Nowcasting and Forecasting
Description
Situational awareness involves using nowcasting to analyze current conditions and forecasting to anticipate changes, thus enabling the implementation of appropriate actions. In the context of public health, nowcasting provides a means to interpret current data, which is often delayed and incomplete, while forecasting provides the early warnings necessary to anticipate and plan for surges in disease burden. Our work focuses on two lines of research, based on a range of methodologies, including mechanistic modeling, statistical modeling, machine learning, and semi-mechanistic hybrid approaches:
- Respiratory pathogens: The team develops modeling tools to monitor pathogens such as influenza viruses, RSV, and SARS-CoV-2. This involves nowcasting current epidemiological metrics (e.g., cases, hospitalizations) and providing short-term forecasts to inform clinical preparedness.

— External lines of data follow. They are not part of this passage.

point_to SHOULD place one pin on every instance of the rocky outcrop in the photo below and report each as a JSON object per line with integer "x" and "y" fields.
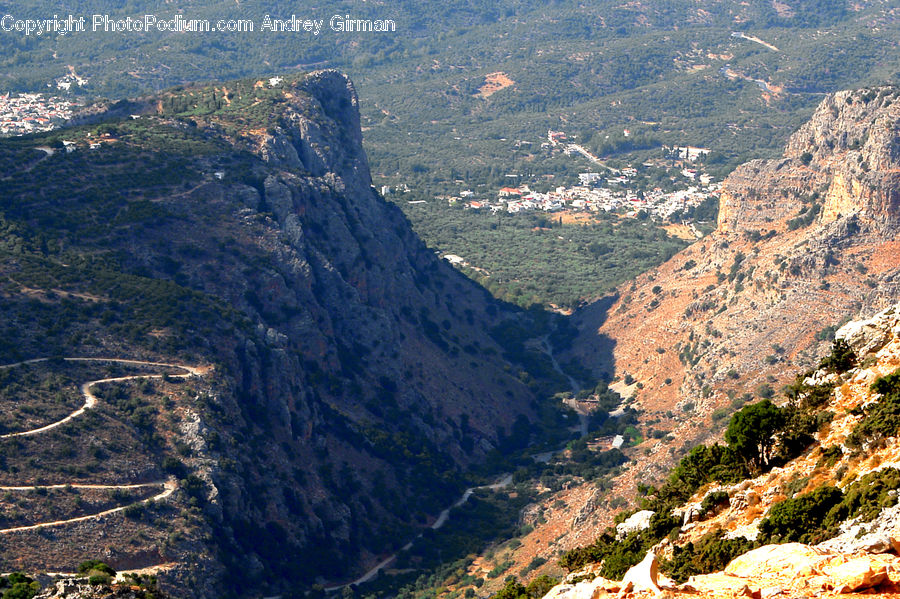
{"x": 737, "y": 314}
{"x": 789, "y": 570}
{"x": 355, "y": 377}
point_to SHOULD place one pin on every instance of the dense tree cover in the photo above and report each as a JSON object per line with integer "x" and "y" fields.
{"x": 882, "y": 419}
{"x": 751, "y": 432}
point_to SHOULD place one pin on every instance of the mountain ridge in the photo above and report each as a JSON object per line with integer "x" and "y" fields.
{"x": 353, "y": 383}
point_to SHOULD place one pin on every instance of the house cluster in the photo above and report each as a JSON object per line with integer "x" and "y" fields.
{"x": 29, "y": 113}
{"x": 616, "y": 196}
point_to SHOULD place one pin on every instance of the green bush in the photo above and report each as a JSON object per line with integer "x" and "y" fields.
{"x": 841, "y": 359}
{"x": 751, "y": 432}
{"x": 866, "y": 497}
{"x": 95, "y": 564}
{"x": 714, "y": 500}
{"x": 709, "y": 554}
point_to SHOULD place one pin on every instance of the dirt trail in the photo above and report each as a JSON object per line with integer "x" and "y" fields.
{"x": 90, "y": 400}
{"x": 168, "y": 488}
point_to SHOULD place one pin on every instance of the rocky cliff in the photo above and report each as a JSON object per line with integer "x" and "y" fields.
{"x": 349, "y": 375}
{"x": 802, "y": 242}
{"x": 776, "y": 534}
{"x": 732, "y": 319}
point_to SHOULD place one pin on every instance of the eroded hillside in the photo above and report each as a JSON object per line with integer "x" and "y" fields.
{"x": 342, "y": 376}
{"x": 822, "y": 523}
{"x": 802, "y": 243}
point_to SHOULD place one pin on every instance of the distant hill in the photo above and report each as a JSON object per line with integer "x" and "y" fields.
{"x": 299, "y": 383}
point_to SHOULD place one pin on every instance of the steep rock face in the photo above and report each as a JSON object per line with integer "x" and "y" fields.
{"x": 354, "y": 374}
{"x": 802, "y": 242}
{"x": 854, "y": 554}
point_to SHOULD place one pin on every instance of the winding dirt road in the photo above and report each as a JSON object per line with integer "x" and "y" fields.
{"x": 169, "y": 487}
{"x": 90, "y": 400}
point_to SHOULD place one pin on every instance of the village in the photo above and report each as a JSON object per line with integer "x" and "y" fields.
{"x": 30, "y": 113}
{"x": 609, "y": 191}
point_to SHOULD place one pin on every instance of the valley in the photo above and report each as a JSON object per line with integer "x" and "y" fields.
{"x": 231, "y": 364}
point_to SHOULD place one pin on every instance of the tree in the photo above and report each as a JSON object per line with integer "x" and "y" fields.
{"x": 751, "y": 432}
{"x": 540, "y": 586}
{"x": 513, "y": 590}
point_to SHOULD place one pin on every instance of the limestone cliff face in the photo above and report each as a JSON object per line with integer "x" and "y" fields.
{"x": 847, "y": 154}
{"x": 353, "y": 376}
{"x": 803, "y": 242}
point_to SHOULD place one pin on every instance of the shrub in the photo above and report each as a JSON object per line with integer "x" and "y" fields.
{"x": 867, "y": 497}
{"x": 99, "y": 579}
{"x": 709, "y": 554}
{"x": 801, "y": 518}
{"x": 95, "y": 564}
{"x": 751, "y": 432}
{"x": 841, "y": 359}
{"x": 714, "y": 500}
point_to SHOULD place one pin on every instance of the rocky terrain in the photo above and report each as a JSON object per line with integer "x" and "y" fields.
{"x": 803, "y": 244}
{"x": 348, "y": 376}
{"x": 859, "y": 554}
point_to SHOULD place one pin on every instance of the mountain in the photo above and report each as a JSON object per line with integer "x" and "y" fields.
{"x": 802, "y": 242}
{"x": 299, "y": 383}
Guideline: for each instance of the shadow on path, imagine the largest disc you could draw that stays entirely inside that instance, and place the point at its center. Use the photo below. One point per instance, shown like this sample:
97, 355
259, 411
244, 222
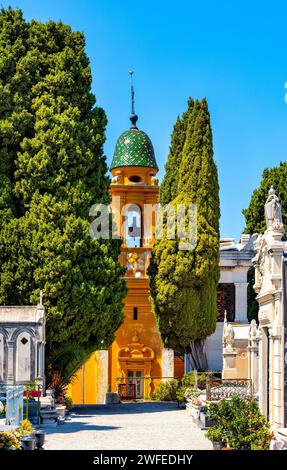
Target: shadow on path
79, 426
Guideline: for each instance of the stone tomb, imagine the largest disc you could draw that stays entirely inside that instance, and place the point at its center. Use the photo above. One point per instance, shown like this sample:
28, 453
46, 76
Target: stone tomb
267, 346
22, 344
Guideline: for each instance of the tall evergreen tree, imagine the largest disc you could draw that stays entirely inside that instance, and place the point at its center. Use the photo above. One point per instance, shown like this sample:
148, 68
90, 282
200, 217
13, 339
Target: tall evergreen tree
51, 138
169, 184
184, 283
255, 219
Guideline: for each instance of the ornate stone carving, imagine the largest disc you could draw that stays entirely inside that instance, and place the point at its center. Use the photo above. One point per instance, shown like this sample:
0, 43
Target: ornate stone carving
273, 214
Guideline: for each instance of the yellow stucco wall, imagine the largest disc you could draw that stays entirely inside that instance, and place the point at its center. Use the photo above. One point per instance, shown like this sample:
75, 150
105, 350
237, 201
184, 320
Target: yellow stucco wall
96, 374
90, 385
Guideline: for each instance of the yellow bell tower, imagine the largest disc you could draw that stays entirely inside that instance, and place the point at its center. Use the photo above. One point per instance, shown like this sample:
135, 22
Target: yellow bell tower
137, 359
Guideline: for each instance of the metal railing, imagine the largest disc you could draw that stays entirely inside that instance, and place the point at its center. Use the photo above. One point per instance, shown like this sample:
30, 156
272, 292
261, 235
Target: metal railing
18, 402
219, 389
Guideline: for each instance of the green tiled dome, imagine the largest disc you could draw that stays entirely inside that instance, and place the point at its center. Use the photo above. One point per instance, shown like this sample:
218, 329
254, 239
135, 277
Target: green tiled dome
134, 148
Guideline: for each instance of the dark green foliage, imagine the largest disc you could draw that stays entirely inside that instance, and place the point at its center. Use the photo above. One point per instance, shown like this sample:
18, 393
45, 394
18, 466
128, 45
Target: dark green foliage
254, 214
52, 169
184, 283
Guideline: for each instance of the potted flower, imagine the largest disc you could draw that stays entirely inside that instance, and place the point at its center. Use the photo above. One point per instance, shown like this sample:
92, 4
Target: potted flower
215, 435
9, 440
27, 435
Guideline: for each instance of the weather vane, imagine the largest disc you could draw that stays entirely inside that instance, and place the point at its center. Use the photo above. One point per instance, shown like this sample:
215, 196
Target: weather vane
133, 116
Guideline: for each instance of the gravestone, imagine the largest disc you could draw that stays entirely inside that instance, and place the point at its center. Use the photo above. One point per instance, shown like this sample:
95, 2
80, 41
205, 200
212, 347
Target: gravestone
22, 344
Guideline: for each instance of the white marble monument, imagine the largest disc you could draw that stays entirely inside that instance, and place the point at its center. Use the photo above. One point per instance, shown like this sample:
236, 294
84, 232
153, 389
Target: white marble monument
266, 345
22, 344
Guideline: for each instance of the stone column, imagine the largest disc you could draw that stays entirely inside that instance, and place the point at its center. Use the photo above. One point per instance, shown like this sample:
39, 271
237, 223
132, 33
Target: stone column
167, 363
241, 301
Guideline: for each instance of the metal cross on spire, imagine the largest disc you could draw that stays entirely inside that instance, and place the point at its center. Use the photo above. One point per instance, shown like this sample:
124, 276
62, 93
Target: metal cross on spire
133, 116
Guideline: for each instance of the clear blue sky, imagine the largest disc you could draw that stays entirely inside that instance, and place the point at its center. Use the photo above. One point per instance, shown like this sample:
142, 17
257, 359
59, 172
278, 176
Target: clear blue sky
234, 53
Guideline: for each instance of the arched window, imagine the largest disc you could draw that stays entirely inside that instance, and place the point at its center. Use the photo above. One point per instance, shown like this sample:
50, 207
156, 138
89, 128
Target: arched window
133, 226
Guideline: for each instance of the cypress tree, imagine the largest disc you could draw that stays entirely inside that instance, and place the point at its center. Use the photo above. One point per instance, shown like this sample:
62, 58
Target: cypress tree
55, 170
169, 184
184, 283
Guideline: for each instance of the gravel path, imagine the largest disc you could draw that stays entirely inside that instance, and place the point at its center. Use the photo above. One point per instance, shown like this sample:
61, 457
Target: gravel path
147, 426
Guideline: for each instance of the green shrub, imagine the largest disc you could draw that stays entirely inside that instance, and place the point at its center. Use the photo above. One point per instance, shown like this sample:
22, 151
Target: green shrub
10, 440
25, 427
239, 424
174, 390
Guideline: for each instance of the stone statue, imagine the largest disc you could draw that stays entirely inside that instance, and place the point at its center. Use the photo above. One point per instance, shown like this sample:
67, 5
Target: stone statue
253, 330
228, 337
273, 214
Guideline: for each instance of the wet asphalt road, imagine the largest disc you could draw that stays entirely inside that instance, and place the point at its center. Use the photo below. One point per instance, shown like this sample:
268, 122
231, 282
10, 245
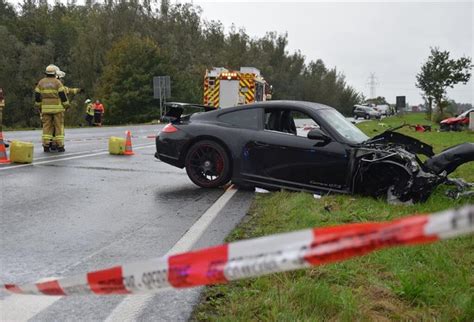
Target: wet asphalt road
85, 209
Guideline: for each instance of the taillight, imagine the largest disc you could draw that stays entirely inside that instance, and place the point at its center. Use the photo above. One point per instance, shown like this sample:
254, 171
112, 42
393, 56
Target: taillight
169, 128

- Mosquito vector species: The team develops modeling tools for the nowcasting and short-term forecasting of the relative abundance of epidemiologically-relevant mosquito species to inform the deployment of mosquito control interventions. The goal of this project is to enhance public health situational awareness to support decision-making.
Goals and Learning Outcomes
- Apply core concepts of infectious disease epidemiology and mosquito ecology to real-world public health surveillance
- Contribute to the design, development, and analysis of nowcasting and forecasting modeling tools • Develop proficiency in programming (e.g., R, Python, C++) and learn best coding practices
- Translate scientific research into actionable public health policy
- Collaborate effectively within a multidisciplinary research team
- Communicate and disseminate research findings through journal articles, preprints, poster presentations, and technical reports
Majors and Schools Sought
- Mathematics
- Biostatistics
- Public Health
- Epidemiology
- Physics
- Data Science
- Computer Science
- Biology
- Other quantitative fields
Desired Skills and Interests
We are looking for students who are organized, motivated to learn, and work well on a team. Prior experience in coding is welcome.